What the prompt says the model should optimize.

2. Assistant policy

Helpfulness, politeness, harmlessness, compromise norms.

3. Representation effects

Dollars, points, percentages, resources, moral framing.

4. Post-hoc explanation

The reason given after the choice may not reflect the mechanism that produced it.

3 / Utility

Ordinal vs cardinal utility, in one clean distinction.

Ordinal utility cares about order: A is preferred to B, B to C. Cardinal utility cares about intensity or scale: not just that A is better than B, but how much better.

Ordinal: U(A) > U(B) is meaningful.    Cardinal: U(A) - U(B) also matters.

For a language model, the hard question is not whether it can talk about expected value. It is whether its choices actually move in a stable way when payoff gaps widen, formats change, or incentives are restated.

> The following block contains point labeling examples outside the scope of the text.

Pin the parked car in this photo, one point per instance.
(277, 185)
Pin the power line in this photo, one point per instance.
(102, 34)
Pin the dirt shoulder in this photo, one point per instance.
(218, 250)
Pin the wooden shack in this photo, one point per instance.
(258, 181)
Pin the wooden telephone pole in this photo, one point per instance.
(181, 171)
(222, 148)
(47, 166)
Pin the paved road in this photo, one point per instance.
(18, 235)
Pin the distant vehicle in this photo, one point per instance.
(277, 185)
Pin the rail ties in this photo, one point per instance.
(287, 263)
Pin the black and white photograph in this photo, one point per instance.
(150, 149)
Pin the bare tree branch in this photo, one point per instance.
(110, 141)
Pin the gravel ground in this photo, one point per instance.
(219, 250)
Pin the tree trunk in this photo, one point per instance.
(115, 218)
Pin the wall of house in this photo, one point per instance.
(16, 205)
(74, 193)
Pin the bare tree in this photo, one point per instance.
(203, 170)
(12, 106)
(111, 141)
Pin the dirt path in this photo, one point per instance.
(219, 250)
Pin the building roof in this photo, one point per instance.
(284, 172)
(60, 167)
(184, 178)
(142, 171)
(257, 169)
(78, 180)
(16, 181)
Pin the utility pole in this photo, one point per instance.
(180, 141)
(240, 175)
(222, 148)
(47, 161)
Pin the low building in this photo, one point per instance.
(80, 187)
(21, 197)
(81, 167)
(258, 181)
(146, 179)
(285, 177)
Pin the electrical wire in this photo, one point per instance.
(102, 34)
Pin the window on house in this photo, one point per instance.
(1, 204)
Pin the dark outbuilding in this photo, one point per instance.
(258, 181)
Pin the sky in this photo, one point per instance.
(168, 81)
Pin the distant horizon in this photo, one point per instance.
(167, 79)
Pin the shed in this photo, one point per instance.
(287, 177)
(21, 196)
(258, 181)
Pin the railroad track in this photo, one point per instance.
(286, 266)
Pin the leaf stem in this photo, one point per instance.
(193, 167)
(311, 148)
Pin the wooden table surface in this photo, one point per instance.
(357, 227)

Question Weak evidence Stronger evidence
Does the model know which option is better? One correct explanation Stable choices across paraphrases and order swaps
Does payoff scale matter? Verbose expected-value rhetoric Behavior shifts when gaps widen materially
Does the model negotiate strategically? Plausible transcript Efficiency gains under structured utility revelation
4 / Interactive

Payoff-gap sensitivity explorer

Illustrative prototype

Choice under uncertainty

Option A

EV(A)
0
EV(B)
0

This widget is intentionally explicit about the identification problem: the display shows what expected value says, while the “model choice” layer is a placeholder for empirical runs.

5 / Interactive

Negotiation changes when you reveal utilities.

Conceptual demo

Likely outcome profile

Agreement rate 68%
Efficiency Moderate
Convergence speed Medium
6 / Design

The actual experiment I want to run

Primary experiment

Decision under uncertainty with payoff-scale manipulations, representation swaps, and forced JSON outputs.

Critical controls

Randomized option order, table vs prose formatting, separate choice from explanation, repeat runs.

Secondary experiment

Negotiation with hidden utilities vs ordinal disclosure vs cardinal disclosure.

Main falsifier

If choices reliably track expected value across scale and formatting, the weak-cardinal-sensitivity thesis weakens.

7 / Reading list

Relevant papers and anchors

  • When Reasoning Models Hurt Behavioral Simulation: A Solver-Sampler Mismatch in Multi-Agent LLM Negotiation — useful distinction between strategic solving and behavioral sampling.
  • Large Language Models as Simulated Economic Agents: What Can We Learn from Homo Silicus? — important framing for economic simulation.
  • Strategic Interactions between Large Language Models-based Agents in Beauty Contests — evidence of shallow but analyzable strategic interaction.
  • Automated Social Science: Language Models as Scientist and Subjects — sign versus magnitude is a very relevant distinction here.
  • Simon, Kahneman, Rubinstein, Raiffa, Pruitt — the bounded-rationality and bargaining backbone.
8 / Next

What remains

  1. Run the real GPT experiments once API access is surfaced cleanly.
  2. Replace the placeholder interactive outputs with empirical plots.
  3. Tighten the narrative and cut anything that smells like overclaim.

If the best result is that identification is fragile, that is still a good post. Maybe a better one.